Finalmente, a esquerda. No cômputo geral, foram 291 vitórias a menos que em 2016, um recuo de 26,6%. Nos municípios com mais de 200 mil habitantes um quadro semelhante, com queda de 23%: eram 26 em 2015 e agora foram vinte. PCdoB e PSB registraram os maiores reveses, com quedas de 44% e 39% no número de prefeituras. A situação se repete nas maiores cidades: os comunistas perderam as duas que administravam e os socialistas caíram de 13 para apenas seis.

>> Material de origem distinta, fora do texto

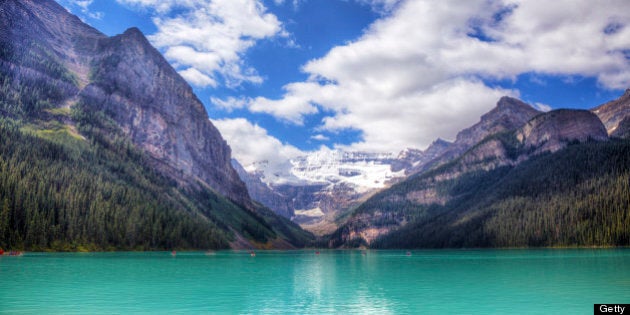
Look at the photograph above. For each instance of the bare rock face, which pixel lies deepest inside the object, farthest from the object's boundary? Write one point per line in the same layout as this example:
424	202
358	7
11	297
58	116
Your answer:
551	131
614	112
158	110
509	114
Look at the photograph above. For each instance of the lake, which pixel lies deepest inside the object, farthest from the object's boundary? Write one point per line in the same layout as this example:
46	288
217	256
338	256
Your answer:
568	281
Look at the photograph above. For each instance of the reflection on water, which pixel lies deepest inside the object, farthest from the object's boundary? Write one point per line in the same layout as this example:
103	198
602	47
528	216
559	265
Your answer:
303	282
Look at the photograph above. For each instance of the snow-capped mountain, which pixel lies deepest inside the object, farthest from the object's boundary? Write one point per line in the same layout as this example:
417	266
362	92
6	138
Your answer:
313	189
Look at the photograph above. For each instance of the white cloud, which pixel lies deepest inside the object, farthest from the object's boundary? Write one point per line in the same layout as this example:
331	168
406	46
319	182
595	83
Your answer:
320	137
84	8
252	144
206	39
418	73
231	103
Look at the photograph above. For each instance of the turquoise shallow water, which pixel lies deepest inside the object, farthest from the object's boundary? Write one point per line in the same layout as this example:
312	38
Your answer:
381	282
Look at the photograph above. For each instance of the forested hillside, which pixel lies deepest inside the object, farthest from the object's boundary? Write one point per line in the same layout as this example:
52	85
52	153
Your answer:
578	196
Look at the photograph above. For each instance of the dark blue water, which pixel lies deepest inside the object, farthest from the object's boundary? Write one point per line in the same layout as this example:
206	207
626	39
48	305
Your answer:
380	282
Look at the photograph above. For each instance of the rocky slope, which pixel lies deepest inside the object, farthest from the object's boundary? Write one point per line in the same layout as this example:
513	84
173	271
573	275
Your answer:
613	113
333	182
62	80
391	209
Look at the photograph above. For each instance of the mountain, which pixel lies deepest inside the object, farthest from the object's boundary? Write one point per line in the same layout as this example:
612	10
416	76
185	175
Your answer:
615	115
555	180
120	151
323	185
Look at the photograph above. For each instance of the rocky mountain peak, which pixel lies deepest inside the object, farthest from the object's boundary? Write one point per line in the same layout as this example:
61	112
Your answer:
614	112
509	114
129	82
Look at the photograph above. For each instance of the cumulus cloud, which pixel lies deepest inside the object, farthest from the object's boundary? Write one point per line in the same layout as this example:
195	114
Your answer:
205	40
255	149
83	7
419	73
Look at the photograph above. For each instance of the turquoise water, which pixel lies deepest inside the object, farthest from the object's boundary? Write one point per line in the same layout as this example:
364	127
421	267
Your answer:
381	282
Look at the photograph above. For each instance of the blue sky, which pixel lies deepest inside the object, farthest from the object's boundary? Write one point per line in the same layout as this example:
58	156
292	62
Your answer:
283	77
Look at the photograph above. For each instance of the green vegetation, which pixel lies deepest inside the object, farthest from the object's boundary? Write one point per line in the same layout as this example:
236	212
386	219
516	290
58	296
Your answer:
61	197
579	196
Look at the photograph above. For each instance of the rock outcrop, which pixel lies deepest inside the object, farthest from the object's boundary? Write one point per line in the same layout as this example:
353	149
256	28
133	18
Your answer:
158	111
551	131
122	77
613	113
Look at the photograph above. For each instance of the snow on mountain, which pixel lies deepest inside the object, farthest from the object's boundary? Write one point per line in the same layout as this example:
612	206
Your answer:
362	170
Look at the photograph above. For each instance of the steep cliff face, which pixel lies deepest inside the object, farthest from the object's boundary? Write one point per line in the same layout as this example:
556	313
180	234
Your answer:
134	85
614	112
123	152
551	131
440	187
509	114
122	77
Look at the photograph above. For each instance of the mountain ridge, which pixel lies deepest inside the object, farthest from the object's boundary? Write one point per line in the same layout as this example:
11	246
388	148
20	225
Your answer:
127	157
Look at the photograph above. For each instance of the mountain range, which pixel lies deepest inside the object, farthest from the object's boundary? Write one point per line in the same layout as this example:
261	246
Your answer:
104	146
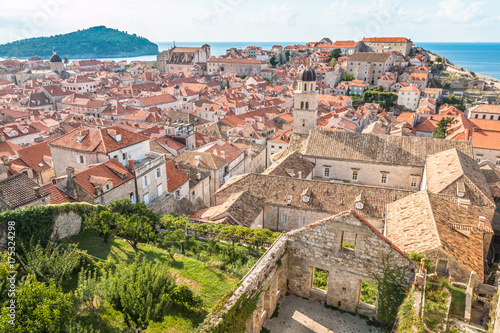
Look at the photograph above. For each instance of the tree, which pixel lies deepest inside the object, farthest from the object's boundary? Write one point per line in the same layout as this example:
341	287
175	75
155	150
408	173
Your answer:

O PDT saiu da eleição mais ou menos do mesmo tamanho. O PT viu seu número de vitórias reduzir em 28%, mas avançou nas grandes cidades, subindo de quatro para sete. O partido mostrou-se mais competitivo: foi a legenda com maior presença no segundo turno e o segundo colocado em número de vereadores eleitos nas capitais. Com Belém, o PSOL marcou sua estreia à frente das capitais.
No conjunto, a esquerda mostra-se dependente do Nordeste. Na região, que detém 32% dos municípios brasileiros, foram eleitos 49% de seus prefeitos, além de quatro de suas cinco capitais. Pelo país afora, destacaram-se os excelentes desempenhos de Boulos e Manoela.
A essa altura do campeonato, e até onde a vista alcança, parece que a configuração de uma ampla frente contra Bolsonaro em 2022 vai ficar para o segundo turno. Tal probabilidade aumentará no caso de um fracasso do governo. Nesse quadro, a esquerda tem bala na agulha para um bom desempenho e comparada à centro-direita tem mais nomes de projeção nacional.
Mas algumas perguntas se impõem. Ciro Gomes topa conversar ou encontra-se apenas à espera de um vice? O PT percebeu que os tempos mudaram ou vai deixar que o núcleo em torno de Lula continue impondo escolhas equivocadas? Qual o lugar de Boulos em uma composição a ser feita?
Das respostas dependerá o papel da esquerda em 2022. A julgar pela postura dos partidos no Congresso e pelo quadro de 2020, PSB e PDT estão cada vez mais próximos do centro e mais distantes de PT e PSOL. A se configurarem duas chapas pela esquerda, aumenta a probabilidade de um segundo turno à direita. A ver como se desenrolam as conversas.